As for Haberland's motion for a preliminary injunction, the purpose of a preliminary injunction is to preserve the status quo, thereby protecting a court's ability to render a meaningful judgment on the merits. See, e.g., Sun Microsystems. Inc. v. Microsoft Corp. (In re Microsoft Corp. Antitrust Litig.), 333 F.3d 517, 525 (4th Cir. 2003), abrogated on other grounds by eBay Inc. v. MercExchange, L.L.C., 547 U.S. 388 (2006); Omega World Travel. Inc. v. Trans World Airlines, 111 F.3d 14, 16 (4th Cir. 1997). Because a preliminary injunction grants relief before trial, it is "an extraordinary remedy never awarded as of right." Winter v. Natural Res. Def. Council. Inc., 555 U.S. 7, 24 (2008). A preliminary injunction may be awarded only on a "clear showing" that a plaintiff is entitled to such relief. Id. at 22; see also Mazurek v. Armstrong, 520 U.S. 968, 972 (1997) (per curiam); Real Truth About Obama. Inc., v. FEC, 575 F.3d 342,345-46 (4th Cir. 2009), vacated on other grounds, 130 S.Ct. 2371 (2010) reissued in relevant part, 607 F.3d 355 (4th Cir. 2010) (per curiam). To receive a preliminary injunction, a plaintiff must clearly show four things: (1) "that he is likely to succeed on the merits"; (2) "that he is likely to suffer irreparable harm in the absence of preliminary relief; (3) "that the balance of equities tips in his favor"; and (4) "that an injunction is in the public interest." Winter, 555 U.S. at 20; see also Real Truth, 575 F.3d at 346. A plaintiff must satisfy all four of these requirements. Real Truth, 575 F.3d at 346. Based on the court's review to date, Haberland is not likely to succeed on the merits of either his complaint or his amended complaint. Moreover, Haberland's proposed injunction is not in the public interest. Accordingly, the court denies Haberland's request for preliminary injunctive relief.

As for Haberland's motion for a hearing on his preliminary injunction, a hearing is not necessary in this case. The adverse parties had sufficient notice of the motion, see Fed. R. Civ. P. 65(a), and all parties have had the opportunity to brief the relevant legal issues and submit pertinent evidence. Furthermore, a plaintiffs failure to allege facts supporting his claim for relief under the governing law obviates any need for a hearing.
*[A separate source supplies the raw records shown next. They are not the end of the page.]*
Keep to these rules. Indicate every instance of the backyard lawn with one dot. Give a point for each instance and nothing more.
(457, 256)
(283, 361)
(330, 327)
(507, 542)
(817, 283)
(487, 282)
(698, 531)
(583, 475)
Boyd v. Beck, 404 F.Supp.2d 879, 886 n.3 (E.D.N.C. 2005) (citing Bradley v. Pittsburgh Bd. of Educ., 910 F.2d 1172, 1176 (3d Cir. 1990) ("[A] district court is not obliged to hold a hearing when the movant has not presented a colorable factual basis to support the claim on the merits or the contention of irreparable harm."); 11A Charles Alan Wright, Arthur R. Miller & Mary Kay Kane, Federal Practice and Procedure § 2949, at 226 (2d ed. 1995) (explaining that preliminary injunctions can be denied without a hearing, even after the movant requests one, "when the written evidence shows the lack of a right to relief so clearly that receiving further evidence would be manifestly pointless")). Accordingly, the court denies Haberland's motion for a hearing on his preliminary injunction.

II.

In sum, Haberland has failed to meet the heavy burden necessary to obtain a preliminary injunction. The court DENIES Haberland's motion for a preliminary injunction [D.E. 36], DENIES Haberland's motion for a hearing on his preliminary injunction [D.E. 38], DENIES AS MOOT Haberland's motion to expedite discovery in connection with his motion for a preliminary injunction [D.E. 37], and DENIES AS MOOT Haberland's motion to expedite determination of his motion for a preliminary injunction, motion to expedite discovery in connection with his motion for a preliminary injunction, and motion for a hearing on his motion for a preliminary injunction [D.E. 48].

SO ORDERED.

FootNotes


1. In this same motion, Haberland also moved to expedite determination of his motion for leave to file an amended complaint [D.E. 48]. That motion to expedite is not addressed in this order and remains pending.